Project Outline

Background

The rapid emergence of fungal diseases is a global threat to animal, plant and our ecosystem, while fungal infections affect billions of people, including >1.5 million global deaths each year. Within a fifteen-year period (1995-2010), fungi have caused species extinction of 39 animal and four plant species [1], and there are only three classes of antifungal drugs available in the clinic in the past four decades. Inevitably, multidrug resistance has become an urgent problem for the agricultural industries and human medicine. Additionally, with climate change, extreme weathers also facilitate the interactions between fungal pathogens and their host (and/or environment), and many environmental fungi now can overcome growth temperature barriers (12–30°C) to affect human [2]. The development of stress (thermo-) tolerance phenotypes likely results from the high genome plasticity in fungal genome, while aneuploidy, an unbalanced genomic state with gain or loss of chromosomes, is prevalent in wild and clinical fungal isolates. Whether and how these genome abnormalities alter the host-fungal-microenvironment interactions to enable adaptive evolution in fungi remain elusive. This project aims to investigate the evolution of host-fungal interactions under environmental stress and to identify novel host and fungal factors contributing to the pathogenicity.

Objectives and Methods

We will use multiple fungal pathogens (mainly Candida species) and animal, cell line infection models to investigate the phenotypic cues governing stress tolerance at the host-pathogen interfaces.

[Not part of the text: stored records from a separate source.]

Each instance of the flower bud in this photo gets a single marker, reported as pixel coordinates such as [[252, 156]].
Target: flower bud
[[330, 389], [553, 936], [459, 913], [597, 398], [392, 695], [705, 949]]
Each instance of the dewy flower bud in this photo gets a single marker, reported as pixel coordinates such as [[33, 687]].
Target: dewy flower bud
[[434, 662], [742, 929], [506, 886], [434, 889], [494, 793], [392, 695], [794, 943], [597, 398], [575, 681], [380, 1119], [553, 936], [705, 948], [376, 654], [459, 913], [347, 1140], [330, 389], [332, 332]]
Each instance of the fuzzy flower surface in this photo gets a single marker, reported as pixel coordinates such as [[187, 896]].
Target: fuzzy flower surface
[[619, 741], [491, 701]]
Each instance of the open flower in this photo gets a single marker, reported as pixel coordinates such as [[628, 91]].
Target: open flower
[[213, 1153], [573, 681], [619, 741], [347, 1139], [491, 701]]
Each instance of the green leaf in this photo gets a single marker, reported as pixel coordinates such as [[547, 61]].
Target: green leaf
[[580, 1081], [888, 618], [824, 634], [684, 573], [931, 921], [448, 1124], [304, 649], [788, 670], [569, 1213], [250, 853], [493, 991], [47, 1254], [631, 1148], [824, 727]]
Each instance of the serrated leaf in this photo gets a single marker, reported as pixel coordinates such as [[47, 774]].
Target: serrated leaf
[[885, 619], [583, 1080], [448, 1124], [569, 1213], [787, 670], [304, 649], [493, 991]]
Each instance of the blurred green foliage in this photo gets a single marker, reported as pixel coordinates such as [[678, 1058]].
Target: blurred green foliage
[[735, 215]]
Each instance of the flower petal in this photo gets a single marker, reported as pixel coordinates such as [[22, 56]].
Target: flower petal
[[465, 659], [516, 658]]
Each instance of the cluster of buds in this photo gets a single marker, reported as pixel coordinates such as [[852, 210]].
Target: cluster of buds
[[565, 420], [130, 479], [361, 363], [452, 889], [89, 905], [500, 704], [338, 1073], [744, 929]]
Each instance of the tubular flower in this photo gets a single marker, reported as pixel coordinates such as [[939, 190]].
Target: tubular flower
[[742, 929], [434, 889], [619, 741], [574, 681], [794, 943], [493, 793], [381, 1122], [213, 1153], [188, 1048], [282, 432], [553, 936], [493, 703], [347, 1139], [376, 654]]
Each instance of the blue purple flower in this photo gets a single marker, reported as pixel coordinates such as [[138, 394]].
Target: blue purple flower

Objective 1: Characterize stress-induced fungal secretory profile

While aneuploid fungi share a unique biophysical signature, hypo-osmotic stress state [3], the increased turgor pressure can lead to a unique secretory profile, including proteins, nucleic acids and metabolites. We aim to systematically identify and characterize their function and contributions to stress tolerance phenotypes and species interactions, using multi-omics approaches. The research outcome of this objective will reveal the mechanistic insights into how fungal pathogens tolerate antiproliferative stress and thrive from the host microenvironment.

Objective 2: Investigate the fungal genomic plasticity at the host-fungal interface

As fungi possess a high level of genome plasticity, we will identify the types of genomic alterations (mutations/CNV/ploidy variations) when fungal pathogens encounter the host and environmental stress in a temporal manner. Importantly, the mutual relationship between each type of genomic abnormalities will be investigated. For example, whether ploidy variations “buffer” or promote DNA damage responses? Both genomics and cell biological methods will be used to reveal the mutational evolution in the adaptive process.

Together, this project will leverage both genomics, proteomics, biochemistry and cell biological approaches to understand the molecular evolution of fungal diseases from the interactions of hosts, fungal pathogens and their microenvironment.

References

1. Fisher, M., Henk, D., Briggs, C. et al. Emerging fungal threats to animal, plant and ecosystem health. Nature 484, 186–194 (2012). https://doi.org/10.1038/nature10947
2. Case NT, Berman J. et al. The future of fungi: threats and opportunities. G3 (Bethesda). 2022 Nov 4;12(11) https://doi.org/10.1093/g3journal/jkac224
3. Tsai, HJ., Nelliat, A.R., Choudhury, M.I. et al. Hypo-osmotic-like stress underlies general cellular defects of aneuploidy. Nature 570, 117–121 (2019). https://doi.org/10.1038/s41586-019-1187-2

Techniques

• Molecular technologies: both basic and high-throughput lab techniques, including genome-wide screening and strain manipulations in automation systems.
• Biochemistry: protein purifications, western blotting and immunoprecipitation assays.
• Cell biological methods: advanced quantitative microscopy, phagocytosis assays and related host-pathogen interactions assays.
• Basic animal model of infections.
• Genomics: genome-sequencing, barcode-sequencing.
• Proteomics: LC/MS-based quantitative proteomics.